Tyrrel debutó con apenas 14 años, en 1950, en el primer equipo del Don Bosco de su natal Panamá. En paralelo al fútbol, también practicaba baloncesto en el mismo club, disciplina que terminaría siendo clave en su destino: fue justamente el básquet el que lo trajo a San José, Costa Rica, para jugarlo a nivel competitivo.

Sin embargo, una vez instalado en la capital tica, su capacidad como guardameta comenzó a llamar la atención y, poco a poco, se fue inclinando definitivamente por el fútbol.

Roberto Tyrrel también tenía talento para el baloncesto (Retro Fútbol Costa Rica).

La creación de una leyenda rojinegra

El paso de San José a Alajuela significó el inicio de una etapa prolongada en el club rojinegro.
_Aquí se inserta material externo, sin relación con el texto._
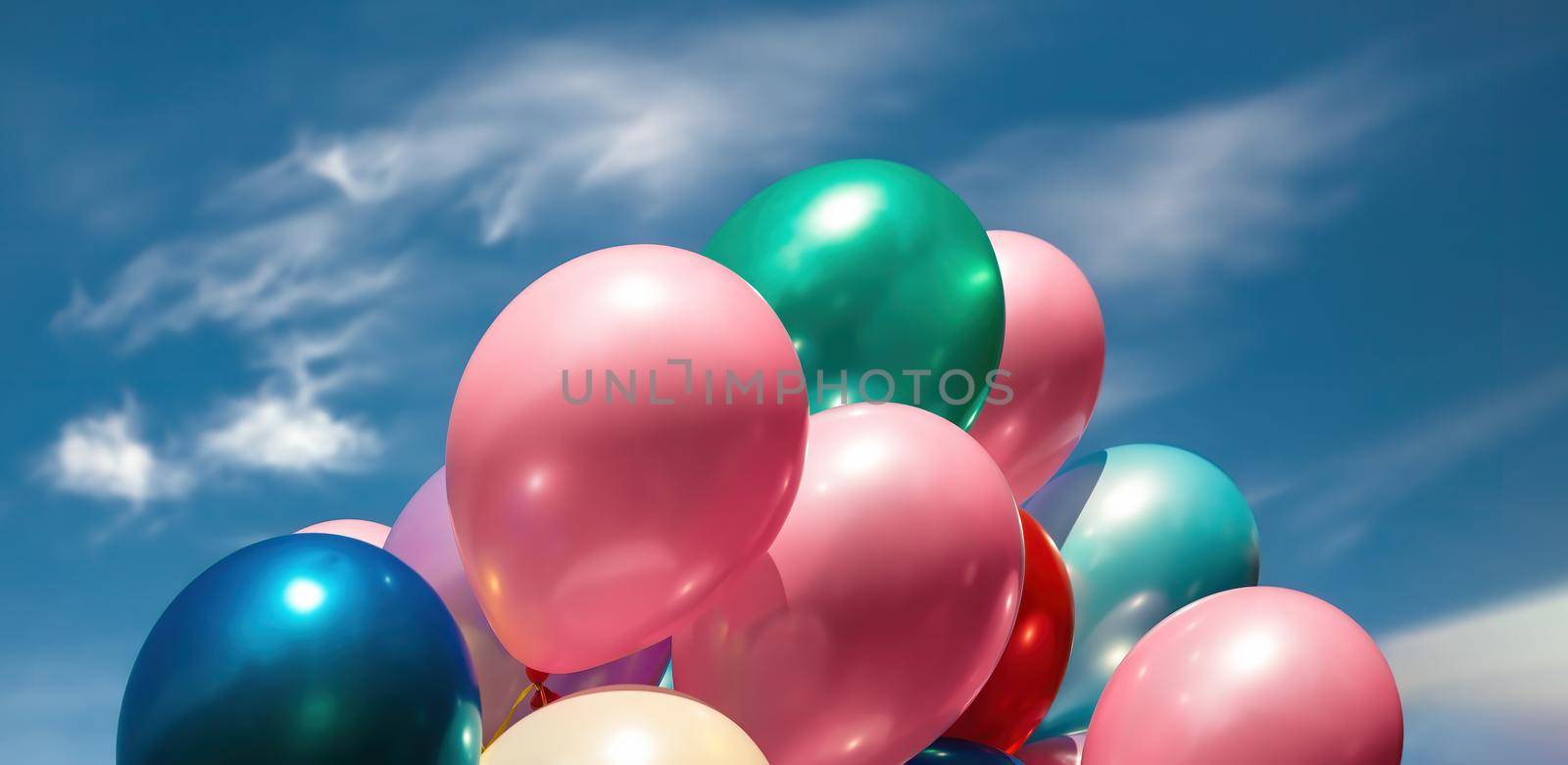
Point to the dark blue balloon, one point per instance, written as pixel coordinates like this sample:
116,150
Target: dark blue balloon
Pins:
306,649
956,751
Allí se consolidó como titular durante muchos años, integrando el plantel campeón nacional de 1966 y posteriormente los equipos que también levantaron los títulos de 1970 y 1971.

En ese recorrido se transformó en uno de los extranjeros más recordados de la institución y dejó una curiosidad increíble: en la temporada 1970 jugó un partido como extremo ante San Ramón y anotó un doblete.
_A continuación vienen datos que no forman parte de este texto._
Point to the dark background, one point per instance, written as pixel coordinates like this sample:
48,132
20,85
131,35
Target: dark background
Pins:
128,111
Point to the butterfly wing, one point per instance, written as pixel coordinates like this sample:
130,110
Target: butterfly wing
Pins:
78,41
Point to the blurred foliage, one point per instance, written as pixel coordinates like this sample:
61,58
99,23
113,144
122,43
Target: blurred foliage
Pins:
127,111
Tyrrel defendió el marco de LDA durante varios años (Facebook).

Tras 14 exigentes temporadas con el equipo de sus amores, hasta su retiro en 1974, Tyrrel fue considerado un guardameta de primer nivel, dejando una huella imborrable en el país.

Quienes lo vieron jugar suelen asociar su estilo a aquella formación inicial en el baloncesto: reflejos rápidos, buena coordinación y seguridad en el juego aéreo fueron rasgos que se repiten al hablar de Tyrrel.

Alajuelense en 1966, con Roberto Tyrrel cuarto en la fila de arriba (Retro Fútbol Costa Rica).

El historiador Armando Morux Sancho afirmó que Roberto fue el primer extranjero en la historia de la Liga, y en su libro Memorias de Liga Deportiva Alajuelense (1995) sentenció: “Fue el mejor futbolista extranjero en la historia del club y llegó a ser un as en el fútbol costarricense”.

En 1981, Tyrrel regresó a Panamá junto a toda su familia, luego de 20 años de radicar y ganarse la admiración y el respeto en Alajuela. Falleció en 1999, en su tierra natal, a los 63 años, tras sufrir un ataque cardíaco mientras jugaba con uno de sus nietos.